But I knew I wasn’t waking up from anything any time soon. This was my life now. In a way it felt like a beginning. But I also couldn’t think about it too long or I knew it would hit me how much of it was truly an end. A closure to what my life once was; beautiful and whole.

  “So how old are you guys, really?” I asked emptying my cup of tea. I started pouring another as the girls glanced at one another, clearly questioning how much they should tell me and who should tell me first. “I mean, none of you look older than twenty. At the most.”

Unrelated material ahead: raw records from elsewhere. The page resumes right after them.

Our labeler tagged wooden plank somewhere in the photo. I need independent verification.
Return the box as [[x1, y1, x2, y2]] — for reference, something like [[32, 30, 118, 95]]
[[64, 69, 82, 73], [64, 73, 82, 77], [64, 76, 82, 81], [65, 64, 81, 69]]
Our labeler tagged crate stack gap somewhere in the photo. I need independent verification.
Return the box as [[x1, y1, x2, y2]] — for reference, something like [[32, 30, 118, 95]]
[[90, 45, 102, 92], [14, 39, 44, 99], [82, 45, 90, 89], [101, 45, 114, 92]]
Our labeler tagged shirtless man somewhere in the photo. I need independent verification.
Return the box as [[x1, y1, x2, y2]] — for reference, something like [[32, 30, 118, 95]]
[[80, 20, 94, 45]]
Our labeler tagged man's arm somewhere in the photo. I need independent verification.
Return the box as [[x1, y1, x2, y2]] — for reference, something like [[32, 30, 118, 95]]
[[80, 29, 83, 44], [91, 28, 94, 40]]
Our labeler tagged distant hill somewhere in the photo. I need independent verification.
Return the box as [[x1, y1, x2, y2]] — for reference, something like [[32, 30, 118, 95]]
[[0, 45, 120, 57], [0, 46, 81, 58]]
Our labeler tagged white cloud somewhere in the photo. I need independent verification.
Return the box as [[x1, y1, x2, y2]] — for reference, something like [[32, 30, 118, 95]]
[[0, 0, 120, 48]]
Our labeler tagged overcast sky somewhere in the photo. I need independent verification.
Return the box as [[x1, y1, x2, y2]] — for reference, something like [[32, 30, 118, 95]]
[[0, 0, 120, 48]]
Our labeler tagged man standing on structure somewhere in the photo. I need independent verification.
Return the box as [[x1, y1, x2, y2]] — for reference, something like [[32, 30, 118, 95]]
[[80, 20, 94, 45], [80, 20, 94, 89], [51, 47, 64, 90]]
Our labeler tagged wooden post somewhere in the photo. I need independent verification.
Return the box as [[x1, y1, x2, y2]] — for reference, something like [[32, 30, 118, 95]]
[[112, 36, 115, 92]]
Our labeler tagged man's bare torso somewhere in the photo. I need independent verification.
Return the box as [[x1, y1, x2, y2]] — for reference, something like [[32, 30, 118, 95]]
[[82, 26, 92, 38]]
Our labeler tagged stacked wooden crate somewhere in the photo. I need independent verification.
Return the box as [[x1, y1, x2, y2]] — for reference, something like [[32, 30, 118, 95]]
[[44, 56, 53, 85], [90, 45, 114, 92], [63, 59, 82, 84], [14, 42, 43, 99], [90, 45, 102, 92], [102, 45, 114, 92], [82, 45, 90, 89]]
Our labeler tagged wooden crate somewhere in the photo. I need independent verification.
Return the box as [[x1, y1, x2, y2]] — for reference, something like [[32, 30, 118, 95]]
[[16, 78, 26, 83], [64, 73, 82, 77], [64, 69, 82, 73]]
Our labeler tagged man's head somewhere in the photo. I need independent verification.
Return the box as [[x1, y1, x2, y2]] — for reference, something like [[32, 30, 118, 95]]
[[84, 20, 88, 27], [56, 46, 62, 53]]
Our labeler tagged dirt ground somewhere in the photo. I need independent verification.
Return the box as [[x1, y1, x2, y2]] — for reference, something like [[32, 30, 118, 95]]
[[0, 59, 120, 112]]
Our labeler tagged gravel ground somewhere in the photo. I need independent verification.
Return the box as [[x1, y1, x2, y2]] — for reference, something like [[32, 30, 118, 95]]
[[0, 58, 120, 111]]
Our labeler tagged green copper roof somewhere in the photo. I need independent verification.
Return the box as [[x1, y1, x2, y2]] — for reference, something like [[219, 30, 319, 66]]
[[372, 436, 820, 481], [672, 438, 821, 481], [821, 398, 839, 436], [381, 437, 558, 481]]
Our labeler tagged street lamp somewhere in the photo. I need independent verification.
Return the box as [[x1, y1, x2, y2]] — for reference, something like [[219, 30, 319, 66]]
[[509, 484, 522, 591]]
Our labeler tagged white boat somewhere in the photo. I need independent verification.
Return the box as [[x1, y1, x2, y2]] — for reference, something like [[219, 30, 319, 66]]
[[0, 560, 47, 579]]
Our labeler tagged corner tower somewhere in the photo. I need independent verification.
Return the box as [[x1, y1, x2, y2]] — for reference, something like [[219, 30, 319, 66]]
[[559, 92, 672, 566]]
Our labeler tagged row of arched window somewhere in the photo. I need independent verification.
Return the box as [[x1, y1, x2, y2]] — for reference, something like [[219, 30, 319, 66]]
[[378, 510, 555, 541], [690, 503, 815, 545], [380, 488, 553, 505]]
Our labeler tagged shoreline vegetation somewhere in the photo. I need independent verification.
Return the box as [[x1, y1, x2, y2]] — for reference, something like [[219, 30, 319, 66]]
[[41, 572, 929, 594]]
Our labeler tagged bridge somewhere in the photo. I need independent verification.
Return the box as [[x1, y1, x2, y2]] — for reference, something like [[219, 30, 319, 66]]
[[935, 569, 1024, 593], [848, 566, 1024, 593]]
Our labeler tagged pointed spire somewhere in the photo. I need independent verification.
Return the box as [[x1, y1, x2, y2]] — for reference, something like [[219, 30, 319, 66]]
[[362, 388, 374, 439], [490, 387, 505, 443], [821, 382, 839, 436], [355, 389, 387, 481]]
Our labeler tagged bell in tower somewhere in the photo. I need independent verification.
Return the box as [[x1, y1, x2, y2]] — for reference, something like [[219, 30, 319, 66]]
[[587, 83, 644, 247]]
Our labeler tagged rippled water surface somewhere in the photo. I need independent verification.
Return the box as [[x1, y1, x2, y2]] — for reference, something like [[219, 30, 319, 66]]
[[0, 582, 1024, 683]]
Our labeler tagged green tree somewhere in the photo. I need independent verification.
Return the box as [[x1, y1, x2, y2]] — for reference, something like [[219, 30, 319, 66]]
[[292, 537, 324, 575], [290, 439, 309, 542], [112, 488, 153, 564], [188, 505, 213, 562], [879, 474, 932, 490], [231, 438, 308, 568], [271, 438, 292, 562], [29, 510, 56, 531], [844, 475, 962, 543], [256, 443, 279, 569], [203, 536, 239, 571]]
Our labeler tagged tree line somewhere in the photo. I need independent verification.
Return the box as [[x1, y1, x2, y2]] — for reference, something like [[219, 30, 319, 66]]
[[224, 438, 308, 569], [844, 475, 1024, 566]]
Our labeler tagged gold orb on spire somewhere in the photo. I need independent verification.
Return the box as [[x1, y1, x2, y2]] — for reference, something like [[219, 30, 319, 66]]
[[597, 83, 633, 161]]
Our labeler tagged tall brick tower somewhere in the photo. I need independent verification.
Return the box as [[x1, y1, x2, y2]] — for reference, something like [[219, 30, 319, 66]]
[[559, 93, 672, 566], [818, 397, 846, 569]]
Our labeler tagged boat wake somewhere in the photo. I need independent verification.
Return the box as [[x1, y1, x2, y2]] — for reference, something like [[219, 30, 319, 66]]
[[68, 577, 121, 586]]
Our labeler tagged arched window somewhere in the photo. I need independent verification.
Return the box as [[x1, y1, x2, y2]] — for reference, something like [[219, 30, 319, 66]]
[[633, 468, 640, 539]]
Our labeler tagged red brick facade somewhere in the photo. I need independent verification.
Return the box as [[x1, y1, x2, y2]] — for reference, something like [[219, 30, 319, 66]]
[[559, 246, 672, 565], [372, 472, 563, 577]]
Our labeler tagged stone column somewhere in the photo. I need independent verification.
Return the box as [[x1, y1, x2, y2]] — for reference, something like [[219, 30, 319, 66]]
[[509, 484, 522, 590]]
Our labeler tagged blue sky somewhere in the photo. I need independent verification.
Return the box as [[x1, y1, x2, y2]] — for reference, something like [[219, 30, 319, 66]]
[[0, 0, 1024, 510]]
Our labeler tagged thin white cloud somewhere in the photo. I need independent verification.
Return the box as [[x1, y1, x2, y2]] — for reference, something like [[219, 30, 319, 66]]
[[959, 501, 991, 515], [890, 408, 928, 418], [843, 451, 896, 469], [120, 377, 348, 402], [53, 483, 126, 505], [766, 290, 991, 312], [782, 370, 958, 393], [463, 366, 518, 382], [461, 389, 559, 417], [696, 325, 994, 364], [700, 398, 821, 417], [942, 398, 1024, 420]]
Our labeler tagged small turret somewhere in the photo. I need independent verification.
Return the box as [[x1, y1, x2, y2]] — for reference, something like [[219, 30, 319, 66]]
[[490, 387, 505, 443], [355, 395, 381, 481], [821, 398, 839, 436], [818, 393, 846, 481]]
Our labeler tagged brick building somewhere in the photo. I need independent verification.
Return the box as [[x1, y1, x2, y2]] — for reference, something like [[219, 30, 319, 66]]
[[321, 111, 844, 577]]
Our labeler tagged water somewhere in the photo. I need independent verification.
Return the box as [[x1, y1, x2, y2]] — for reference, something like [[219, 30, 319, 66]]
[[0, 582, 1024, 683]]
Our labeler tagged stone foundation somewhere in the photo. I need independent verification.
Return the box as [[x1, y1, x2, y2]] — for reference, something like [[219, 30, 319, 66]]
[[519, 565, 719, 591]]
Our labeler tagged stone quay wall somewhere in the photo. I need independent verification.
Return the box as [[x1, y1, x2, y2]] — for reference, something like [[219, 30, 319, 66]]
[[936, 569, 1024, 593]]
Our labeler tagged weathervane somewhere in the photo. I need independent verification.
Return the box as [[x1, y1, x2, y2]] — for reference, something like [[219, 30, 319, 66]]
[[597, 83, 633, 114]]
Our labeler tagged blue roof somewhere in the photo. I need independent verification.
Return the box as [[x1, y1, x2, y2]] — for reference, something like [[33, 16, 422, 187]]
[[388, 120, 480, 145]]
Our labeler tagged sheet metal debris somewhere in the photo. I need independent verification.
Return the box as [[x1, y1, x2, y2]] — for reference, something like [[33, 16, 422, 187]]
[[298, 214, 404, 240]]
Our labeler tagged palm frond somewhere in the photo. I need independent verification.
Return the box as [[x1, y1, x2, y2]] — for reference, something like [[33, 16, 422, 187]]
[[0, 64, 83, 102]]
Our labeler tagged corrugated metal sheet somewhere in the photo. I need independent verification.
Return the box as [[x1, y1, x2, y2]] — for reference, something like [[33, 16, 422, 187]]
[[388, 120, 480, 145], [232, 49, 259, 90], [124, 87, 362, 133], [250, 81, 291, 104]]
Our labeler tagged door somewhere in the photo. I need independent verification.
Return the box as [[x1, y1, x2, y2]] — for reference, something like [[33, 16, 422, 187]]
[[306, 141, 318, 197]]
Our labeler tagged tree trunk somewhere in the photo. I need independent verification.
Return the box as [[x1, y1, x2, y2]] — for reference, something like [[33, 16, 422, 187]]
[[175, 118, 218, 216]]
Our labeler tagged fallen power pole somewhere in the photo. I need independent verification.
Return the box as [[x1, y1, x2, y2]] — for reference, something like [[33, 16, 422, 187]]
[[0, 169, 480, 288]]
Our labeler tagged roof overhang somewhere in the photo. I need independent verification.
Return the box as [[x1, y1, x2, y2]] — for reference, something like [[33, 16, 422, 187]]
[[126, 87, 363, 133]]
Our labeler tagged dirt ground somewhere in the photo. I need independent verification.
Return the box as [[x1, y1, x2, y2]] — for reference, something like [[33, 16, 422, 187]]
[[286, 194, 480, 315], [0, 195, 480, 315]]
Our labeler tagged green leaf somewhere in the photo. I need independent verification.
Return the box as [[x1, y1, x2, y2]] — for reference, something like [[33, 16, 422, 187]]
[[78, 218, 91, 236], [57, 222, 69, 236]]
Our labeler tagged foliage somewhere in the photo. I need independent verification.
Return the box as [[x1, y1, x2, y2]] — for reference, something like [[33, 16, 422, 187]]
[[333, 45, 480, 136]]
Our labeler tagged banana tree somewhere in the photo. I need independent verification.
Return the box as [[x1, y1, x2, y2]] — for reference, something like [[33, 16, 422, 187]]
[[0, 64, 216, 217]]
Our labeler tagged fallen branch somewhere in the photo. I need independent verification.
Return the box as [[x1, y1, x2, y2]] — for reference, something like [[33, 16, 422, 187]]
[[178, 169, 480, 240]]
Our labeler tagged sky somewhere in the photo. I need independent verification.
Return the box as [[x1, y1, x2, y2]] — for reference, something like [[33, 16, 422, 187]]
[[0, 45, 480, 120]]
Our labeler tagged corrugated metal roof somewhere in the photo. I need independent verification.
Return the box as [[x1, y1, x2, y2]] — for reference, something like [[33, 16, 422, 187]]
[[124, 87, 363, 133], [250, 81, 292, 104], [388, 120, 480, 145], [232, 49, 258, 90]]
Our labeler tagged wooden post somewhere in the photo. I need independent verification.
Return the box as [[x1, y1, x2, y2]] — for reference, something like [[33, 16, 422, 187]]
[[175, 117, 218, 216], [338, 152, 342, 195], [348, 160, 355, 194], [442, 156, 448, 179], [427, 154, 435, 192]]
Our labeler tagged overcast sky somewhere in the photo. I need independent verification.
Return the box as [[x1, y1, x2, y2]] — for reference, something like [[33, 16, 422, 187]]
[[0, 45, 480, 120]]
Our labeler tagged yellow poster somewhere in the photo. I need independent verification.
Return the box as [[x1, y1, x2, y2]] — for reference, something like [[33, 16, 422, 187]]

  “Well,” Josephine started. “I’m the baby, I guess. I’m approximately 203 years old.”

  I almost spit out my drink. “What? You’re over two centuries old and that makes you the baby?”

  “Well, I was the baby. Until you, of course.” She glanced at Calista, “I was born in 1812. During the war. I don’t know who my parents are, I was abandoned at an Anglican church and somehow ended up in America around the age of two. Because of my ability to make people feel certain emotions it was easy enough for me to have people take care of me. Anyway, I’ve been engaged dozens of times, had numerous love affairs and have inspired great men and women to make beautiful art. Which is nice and all. But it’s hard to only be desired because of what you can do for other people.”

  Her face grew sad for a moment and my heart broke for this sweet girl who had become such a good friend to me in the last few days. But as quickly as the melancholy came on it immediately vanished when she said, “But then Virginia found me! Or I found her… I’m not honestly sure how that happened. She could probably give more details. At the time Virginia had her house in New York City, on the Upper East Side. I met Calista and Aleta. Honestly, that was one of the best times of my life. America was an exciting place to be! Jazz music, silent movies, the literary scene. I have such fond memories.” She sipped her tea and smiled at the past.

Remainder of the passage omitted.